Cantamessa, irate by what she had seen, posted the following on Facebook: “Watching Carte Blanch and listening to these fucking stupid monkeys running our country and how everyone makes excuses for that stupid man we have to call a president… President my fucking ass!! #zumamustfall This makes me crazy ass mad.” (sic)
Cantamessa’s Facebook profile stated inter alia that she was employed by EDCON as a Fashion Buyer. A client of EDCON reading the post wrote a letter to EDCON in which she stated that “In light of recent occurances [sic] in our country I felt it my duty to act on Ms Cantamessa’s post. Her bIo indicates that she works for Edcon and therefore associated her social media with the organisation. Knowing how entrenched Edcon is in the black community I would like this to be dealt with in a serious manner that speaks to the sentiment of most South Africans; which is not to tolerate racism of any form.demand that they take action.” (sic)
EDCON subjected Cantamessa to a Disciplinary Hearing and subsequently dismissed her and recorded the reason for dismissal as “On the 20th of December 2015, you made an inappropriate racial comment on Facebook. Such action placed the Company’s reputation at risk and has breached the employment trust relationship.”
Aggrieved by the dismissal, Cantamessa referred an unfair dismissal dispute to the CCMA. The Commissioner found in her favour and held the dismissal to be substantively unfair on the basis of inter alia:
The outcome of “Unfair Dismissal” followed an award of twelve month’s compensation that EDCON had to pay to Cantamessa.
EDCON did not agree with the award and took the award on review to the Labour Court.
The link between the conduct and the employer
The Labour Court in Edcon Limited v Cantamessa and Others (2020) 41 ILJ 195 (LC) held a different view.
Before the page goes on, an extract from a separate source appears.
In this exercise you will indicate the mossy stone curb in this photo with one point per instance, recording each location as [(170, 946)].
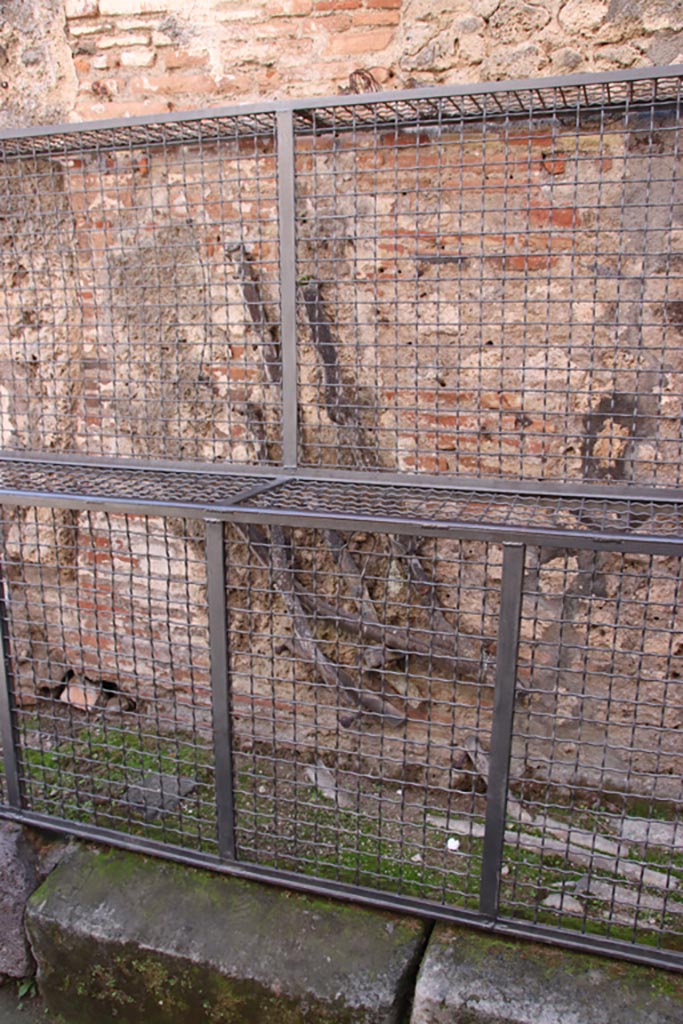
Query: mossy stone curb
[(134, 939), (469, 978)]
The question that needed to be considered was whether an employer could take action against an employee for conduct not affiliated with the employee’s work and the remark not addressed to the employer.
The Labour Court confirmed that when there is a link (nexus) between the employee’s conduct and the employer’s business, then the employee may be subjected to disciplinary action. The court further held that there was a nexus between Cantamessa and EDCON through her Facebook profile, therefor regardless of Cantamessa being on annual leave and acting outside normal working hours, she did cause harm to EDCON as the widespread circulation had resulted in the threat of customers taking away their business and the negative social media image of the employer.
Social media platforms are open to public scrutiny. You are at liberty to voice your opinion and to comment on other posts but you must be cognisant of the possible nexus between you and your employer. Your conduct may result in dismissal.